The British, French, Italian and Japanese governments brought the action that was heard from 16 January 1923 to 17 August 1923.

The Court had these members:

- Bernard Loder, President
- André Weiss, Vice-president
- Robert Finlay, 1st Viscount Finlay
- Didrik Nyholm
- John Bassett Moore
- Antonio Sánchez de Bustamante y Sirven
- Rafael Altamira y Crevea
- Yorozu Oda
- Dionisio Anzilotti
- Max Huber
- Wang Ch'ung-hui (Deputy-Judge)
- Walther Schücking

The court considered Articles 380 to 386 of the Treaty of Versailles and Articles 2 and 7 of the Hague Convention of 1907 .

==Decision==
The court first had to consider Poland's application to intervene, which it allowed.

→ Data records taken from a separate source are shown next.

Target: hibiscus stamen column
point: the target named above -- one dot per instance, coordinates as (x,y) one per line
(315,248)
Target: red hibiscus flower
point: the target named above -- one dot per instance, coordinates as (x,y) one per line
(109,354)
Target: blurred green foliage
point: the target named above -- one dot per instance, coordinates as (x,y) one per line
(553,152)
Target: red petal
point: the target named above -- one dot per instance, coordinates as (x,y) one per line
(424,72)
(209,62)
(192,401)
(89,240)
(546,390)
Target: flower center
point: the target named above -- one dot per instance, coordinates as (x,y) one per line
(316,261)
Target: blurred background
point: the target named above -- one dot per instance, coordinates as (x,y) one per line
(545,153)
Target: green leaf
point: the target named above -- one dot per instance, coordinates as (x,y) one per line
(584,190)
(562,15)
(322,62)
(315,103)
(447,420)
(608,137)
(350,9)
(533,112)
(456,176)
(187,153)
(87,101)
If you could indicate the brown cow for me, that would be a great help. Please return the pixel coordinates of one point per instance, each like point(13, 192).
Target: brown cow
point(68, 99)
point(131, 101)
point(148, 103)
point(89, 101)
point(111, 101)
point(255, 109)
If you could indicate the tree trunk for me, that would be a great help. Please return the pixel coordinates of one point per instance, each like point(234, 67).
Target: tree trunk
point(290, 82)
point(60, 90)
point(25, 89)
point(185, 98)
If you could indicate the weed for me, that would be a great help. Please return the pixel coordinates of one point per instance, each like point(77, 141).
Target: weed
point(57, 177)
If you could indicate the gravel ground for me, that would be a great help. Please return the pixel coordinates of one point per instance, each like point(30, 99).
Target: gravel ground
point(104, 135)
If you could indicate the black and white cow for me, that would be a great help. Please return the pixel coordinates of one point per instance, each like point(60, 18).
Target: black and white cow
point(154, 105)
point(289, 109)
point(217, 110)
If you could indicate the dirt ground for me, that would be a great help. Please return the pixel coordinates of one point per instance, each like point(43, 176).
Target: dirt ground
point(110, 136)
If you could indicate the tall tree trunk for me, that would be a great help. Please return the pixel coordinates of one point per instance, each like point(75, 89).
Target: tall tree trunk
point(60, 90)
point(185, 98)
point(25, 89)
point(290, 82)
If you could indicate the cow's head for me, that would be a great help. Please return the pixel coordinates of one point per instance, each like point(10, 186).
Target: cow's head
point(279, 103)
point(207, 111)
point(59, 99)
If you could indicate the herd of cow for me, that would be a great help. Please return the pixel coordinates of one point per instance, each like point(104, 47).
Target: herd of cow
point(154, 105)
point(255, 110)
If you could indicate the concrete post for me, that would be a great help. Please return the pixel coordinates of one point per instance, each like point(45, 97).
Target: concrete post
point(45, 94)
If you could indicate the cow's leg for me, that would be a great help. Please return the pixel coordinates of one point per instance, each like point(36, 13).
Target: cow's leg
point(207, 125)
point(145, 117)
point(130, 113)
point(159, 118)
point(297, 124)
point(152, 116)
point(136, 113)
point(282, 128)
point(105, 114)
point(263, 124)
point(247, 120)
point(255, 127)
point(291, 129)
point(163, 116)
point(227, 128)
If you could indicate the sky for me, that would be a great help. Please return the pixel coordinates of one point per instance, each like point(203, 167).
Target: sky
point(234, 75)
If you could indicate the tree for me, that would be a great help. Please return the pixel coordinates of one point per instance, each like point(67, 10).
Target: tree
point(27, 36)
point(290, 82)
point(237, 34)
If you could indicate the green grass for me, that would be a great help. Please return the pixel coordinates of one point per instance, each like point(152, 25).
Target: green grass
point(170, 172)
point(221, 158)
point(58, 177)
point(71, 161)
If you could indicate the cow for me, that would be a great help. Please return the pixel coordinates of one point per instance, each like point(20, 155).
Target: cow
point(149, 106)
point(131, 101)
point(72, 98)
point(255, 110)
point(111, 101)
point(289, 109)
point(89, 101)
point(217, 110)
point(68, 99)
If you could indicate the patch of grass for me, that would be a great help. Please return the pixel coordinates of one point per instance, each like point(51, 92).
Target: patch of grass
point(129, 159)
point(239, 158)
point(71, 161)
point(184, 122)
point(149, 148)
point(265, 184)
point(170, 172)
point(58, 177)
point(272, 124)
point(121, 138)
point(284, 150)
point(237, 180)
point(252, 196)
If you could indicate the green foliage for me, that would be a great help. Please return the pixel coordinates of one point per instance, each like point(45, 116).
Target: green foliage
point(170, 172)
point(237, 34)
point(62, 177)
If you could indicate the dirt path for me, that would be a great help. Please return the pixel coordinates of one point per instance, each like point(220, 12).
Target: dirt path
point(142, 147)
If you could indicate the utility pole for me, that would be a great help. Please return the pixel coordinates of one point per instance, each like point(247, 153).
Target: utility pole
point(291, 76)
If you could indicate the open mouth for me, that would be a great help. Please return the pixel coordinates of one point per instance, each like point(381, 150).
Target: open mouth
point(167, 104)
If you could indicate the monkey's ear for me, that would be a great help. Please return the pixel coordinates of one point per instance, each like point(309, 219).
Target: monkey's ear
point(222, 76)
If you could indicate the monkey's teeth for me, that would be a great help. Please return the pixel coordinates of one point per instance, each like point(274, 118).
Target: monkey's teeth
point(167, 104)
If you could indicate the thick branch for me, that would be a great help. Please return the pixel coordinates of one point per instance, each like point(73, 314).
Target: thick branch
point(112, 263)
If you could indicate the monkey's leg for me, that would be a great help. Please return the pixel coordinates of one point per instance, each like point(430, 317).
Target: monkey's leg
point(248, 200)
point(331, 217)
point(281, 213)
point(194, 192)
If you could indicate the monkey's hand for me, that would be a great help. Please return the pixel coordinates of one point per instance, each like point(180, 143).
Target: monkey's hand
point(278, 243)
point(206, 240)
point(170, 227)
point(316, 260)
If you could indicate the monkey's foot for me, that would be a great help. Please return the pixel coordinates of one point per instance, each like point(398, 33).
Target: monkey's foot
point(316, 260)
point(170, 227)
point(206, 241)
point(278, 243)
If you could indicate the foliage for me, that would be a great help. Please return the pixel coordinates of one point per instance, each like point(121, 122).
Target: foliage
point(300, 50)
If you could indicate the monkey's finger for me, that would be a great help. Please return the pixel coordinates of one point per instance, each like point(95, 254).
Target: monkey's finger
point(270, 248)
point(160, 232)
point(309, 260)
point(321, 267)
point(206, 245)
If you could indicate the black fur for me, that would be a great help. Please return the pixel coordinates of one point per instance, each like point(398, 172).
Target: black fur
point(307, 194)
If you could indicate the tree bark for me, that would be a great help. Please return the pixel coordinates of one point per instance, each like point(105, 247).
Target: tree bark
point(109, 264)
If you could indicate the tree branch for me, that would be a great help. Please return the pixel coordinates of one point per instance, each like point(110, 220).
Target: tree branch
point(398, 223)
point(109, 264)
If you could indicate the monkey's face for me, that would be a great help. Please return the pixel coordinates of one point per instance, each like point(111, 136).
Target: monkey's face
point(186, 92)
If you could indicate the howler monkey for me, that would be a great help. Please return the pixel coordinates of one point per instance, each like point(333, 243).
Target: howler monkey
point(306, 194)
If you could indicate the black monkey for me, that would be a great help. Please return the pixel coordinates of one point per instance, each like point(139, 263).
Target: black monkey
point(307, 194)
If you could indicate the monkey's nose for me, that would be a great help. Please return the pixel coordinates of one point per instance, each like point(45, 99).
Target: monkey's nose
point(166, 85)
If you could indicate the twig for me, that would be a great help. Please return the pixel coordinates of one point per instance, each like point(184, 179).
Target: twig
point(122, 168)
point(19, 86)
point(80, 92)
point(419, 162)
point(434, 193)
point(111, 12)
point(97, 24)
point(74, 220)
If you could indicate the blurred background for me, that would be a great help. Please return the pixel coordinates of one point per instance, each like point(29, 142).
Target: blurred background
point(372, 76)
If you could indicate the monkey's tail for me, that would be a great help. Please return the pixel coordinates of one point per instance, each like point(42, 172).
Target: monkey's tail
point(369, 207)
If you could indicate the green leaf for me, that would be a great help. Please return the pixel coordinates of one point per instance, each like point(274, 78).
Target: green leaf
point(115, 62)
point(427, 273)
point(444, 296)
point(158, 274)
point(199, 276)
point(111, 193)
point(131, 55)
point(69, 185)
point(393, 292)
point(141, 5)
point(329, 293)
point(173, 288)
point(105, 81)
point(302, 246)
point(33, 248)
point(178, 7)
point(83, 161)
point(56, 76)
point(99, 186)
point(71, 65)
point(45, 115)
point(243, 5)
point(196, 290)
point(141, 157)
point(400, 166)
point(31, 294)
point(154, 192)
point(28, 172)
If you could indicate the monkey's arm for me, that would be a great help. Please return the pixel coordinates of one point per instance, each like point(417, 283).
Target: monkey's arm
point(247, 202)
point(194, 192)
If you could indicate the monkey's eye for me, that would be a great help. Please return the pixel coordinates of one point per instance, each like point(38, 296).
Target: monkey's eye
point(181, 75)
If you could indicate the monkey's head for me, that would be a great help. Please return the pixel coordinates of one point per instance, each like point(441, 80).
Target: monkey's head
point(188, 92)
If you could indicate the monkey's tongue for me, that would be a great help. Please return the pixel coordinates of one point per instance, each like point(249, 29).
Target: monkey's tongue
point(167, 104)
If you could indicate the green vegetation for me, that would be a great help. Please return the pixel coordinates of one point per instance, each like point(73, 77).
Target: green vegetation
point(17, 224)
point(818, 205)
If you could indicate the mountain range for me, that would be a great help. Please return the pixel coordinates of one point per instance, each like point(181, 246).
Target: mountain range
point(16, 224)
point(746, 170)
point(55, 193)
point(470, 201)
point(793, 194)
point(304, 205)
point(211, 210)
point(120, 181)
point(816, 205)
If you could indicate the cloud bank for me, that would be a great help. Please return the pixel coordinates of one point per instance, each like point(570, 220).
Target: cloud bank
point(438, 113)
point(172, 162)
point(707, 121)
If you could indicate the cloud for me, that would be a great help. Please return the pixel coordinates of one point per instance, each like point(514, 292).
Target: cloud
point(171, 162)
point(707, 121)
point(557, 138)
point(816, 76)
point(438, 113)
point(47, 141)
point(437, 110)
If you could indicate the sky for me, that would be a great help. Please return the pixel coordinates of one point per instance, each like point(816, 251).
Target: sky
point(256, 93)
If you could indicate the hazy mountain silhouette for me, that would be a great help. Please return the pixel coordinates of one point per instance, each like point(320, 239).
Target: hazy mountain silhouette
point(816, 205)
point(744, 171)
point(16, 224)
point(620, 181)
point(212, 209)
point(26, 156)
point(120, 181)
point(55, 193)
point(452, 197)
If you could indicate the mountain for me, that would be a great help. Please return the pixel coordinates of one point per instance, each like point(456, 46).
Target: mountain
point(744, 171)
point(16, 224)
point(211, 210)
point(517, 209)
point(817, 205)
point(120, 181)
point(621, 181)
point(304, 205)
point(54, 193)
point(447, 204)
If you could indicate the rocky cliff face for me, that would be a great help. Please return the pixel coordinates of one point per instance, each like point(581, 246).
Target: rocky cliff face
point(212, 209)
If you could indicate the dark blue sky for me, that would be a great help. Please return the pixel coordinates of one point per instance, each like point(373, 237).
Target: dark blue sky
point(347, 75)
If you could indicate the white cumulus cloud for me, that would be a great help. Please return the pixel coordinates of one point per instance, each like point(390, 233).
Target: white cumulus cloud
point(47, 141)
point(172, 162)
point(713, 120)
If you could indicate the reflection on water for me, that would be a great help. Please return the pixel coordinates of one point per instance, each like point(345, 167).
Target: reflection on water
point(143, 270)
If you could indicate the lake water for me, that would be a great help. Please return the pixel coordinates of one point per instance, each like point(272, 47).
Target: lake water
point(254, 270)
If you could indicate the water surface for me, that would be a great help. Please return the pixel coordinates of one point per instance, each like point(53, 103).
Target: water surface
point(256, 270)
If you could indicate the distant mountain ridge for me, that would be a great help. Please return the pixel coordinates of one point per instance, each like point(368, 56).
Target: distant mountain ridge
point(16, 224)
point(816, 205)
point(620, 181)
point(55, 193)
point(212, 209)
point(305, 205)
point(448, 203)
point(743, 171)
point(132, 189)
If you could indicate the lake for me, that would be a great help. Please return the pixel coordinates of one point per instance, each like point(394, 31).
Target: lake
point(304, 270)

It then considered the substantive issue in the case and found that Germany was perfectly free to regulate its neutrality in the war. However, it found that the canal had ceased to be an internal navigable waterway of Germany. Germany thus had a definite duty of allowing the passage of the Wimbledon through the Kiel Canal, and its neutrality did not oblige the prohibition of allowing the passage.

Judges Anzilotti, Huber and Schüking dissented.